Le rôle informatif de notre ASBL est, en ce sens, crucial car nous lisons encore fréquemment des articles dans les grands quotidiens belges qui tirent des conclusions inexactes sur la mobilité électrique en se basant sur des chiffres issus d’études obsolètes ou non applicables à notre mix énergétique. Nous ne manquerons pas d’interpeller chaque journal belge qui diffuserait des informations erronées. Ce mois-ci encore, le Vif l’express a relayé la carte blanche suivante:

www.levif.be: De très incertaines zones « basse émission »

qui émet un avis biaisé basé sur une étude du MIT qui comparait deux voiture de gabarit complètement différent (petite Mitsubishi Mirage essence et Tesla Model S P100D qui pèse 2.7 fois plus !) en utilisant un mix électrique trois fois plus carboné qu’en Europe. Un non-sens total d’autant plus que le MIT avait entre-temps déjà dénoncé l’usage hors contexte de son article par plusieurs autres quotidiens comme ont peut le lire dans le lien suivant:

www.novethic.fr: ALIMENTÉE AU CHARBON, LA TESLA MODEL S ÉMET PLUS DE CO2 QU’UNE PETITE VOITURE À ESSENCE

 

Un bon point cependant pour la FEBIAC qui semble avoir bien compris les enjeux économiques, énergétiques, écologiques et sanitaires de la transition électrique. En témoignent ses interventions vis-à-vis du récent article tapageur de test-achats ou encore pour remettre les pendules à l’heure au sujet des particules fines réellement émises par les véhicules électriques.

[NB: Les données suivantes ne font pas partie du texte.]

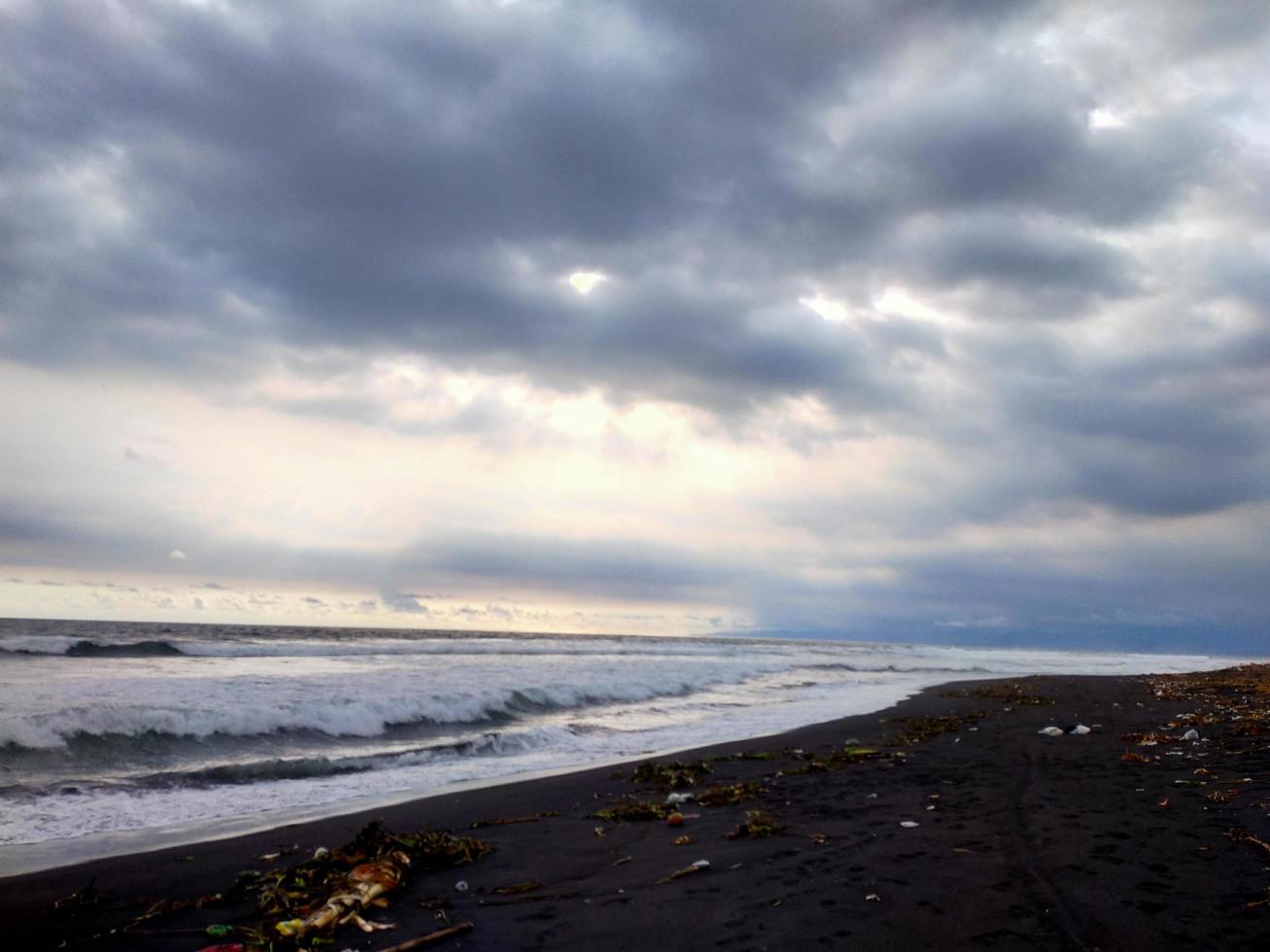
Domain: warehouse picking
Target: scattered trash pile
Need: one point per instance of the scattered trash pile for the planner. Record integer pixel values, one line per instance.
(1014, 695)
(1224, 720)
(301, 905)
(918, 730)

www.rtbf.be: Le secteur automobile conteste l’étude de Test-Achats sur les véhicules électriques

www.febiac.be: LES VÉHICULES ÉLECTRIQUES ET LEURS PARTICULES FINES FONT COULER BEAUCOUP D’ENCRE (JANVIER 2015)

 

L’équipe d’AMPERes

 

Autres sources et liens utiles:

www.rtbf.be: Qualité de l’air en Belgique

www.plumelabs.com: L’APPLICATION QUI PRÉDIT LA POLLUTION DANS VOTRE VILLE

www.airindex.eea.europa.eu: CARTE INTERACTIVE EUROPEENNE DE LA QUALITE DE L’AIR

www.parismatch.be: http://airindex.eea.europa.eu/

www.fr.wikipedia.org: particules fines

Taille des différentes particules transportées par l’air ambiant, en µm (micron ou millionième de mètre)

 

 

 

 

 

 

 

 

 

 

Une réponse à “Pourquoi les pouvoirs publics ont raison d’interdire les motorisations thermiques ?”

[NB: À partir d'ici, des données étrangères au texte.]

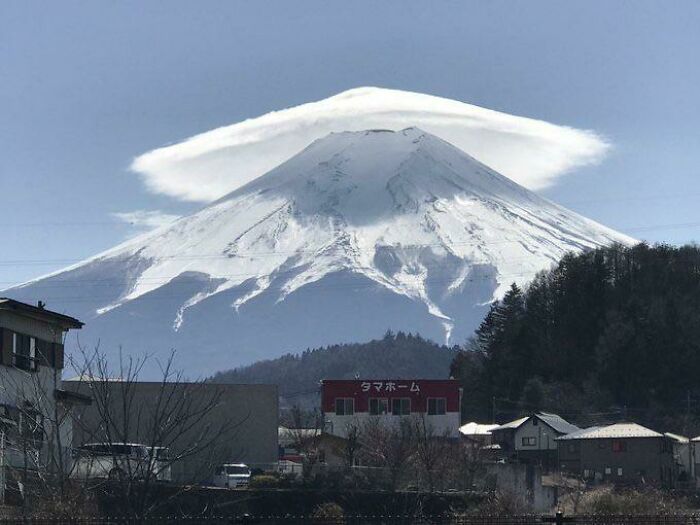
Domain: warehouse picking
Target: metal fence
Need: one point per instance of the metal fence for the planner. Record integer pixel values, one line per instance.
(372, 520)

  1. Je suis aussi d’avis que pour combattre les véhicules thermiques, il vaut mieux parler de pollution de que de CO2.
    J’utilise les données de l’Agence Européenne pour l’Environnement, p.ex. la page https://www.eea.europa.eu/airs/2017/environment-and-health/air-pollutant-emissions :
    « Air pollution is responsible for more than 400 000 premature deaths in Europe each year. ».
    Un peu plus loin sur la même page, on lit :
    « NOx: 13 Member States exceeded their emission ceilings in 2010 and six Member States continued to exceed them in 2015 (Austria, Belgium, France, Germany, Ireland and Luxembourg). »
    Une référence à l’Agence Européenne pour l’Environnement a plus de poids que des articles de magazines.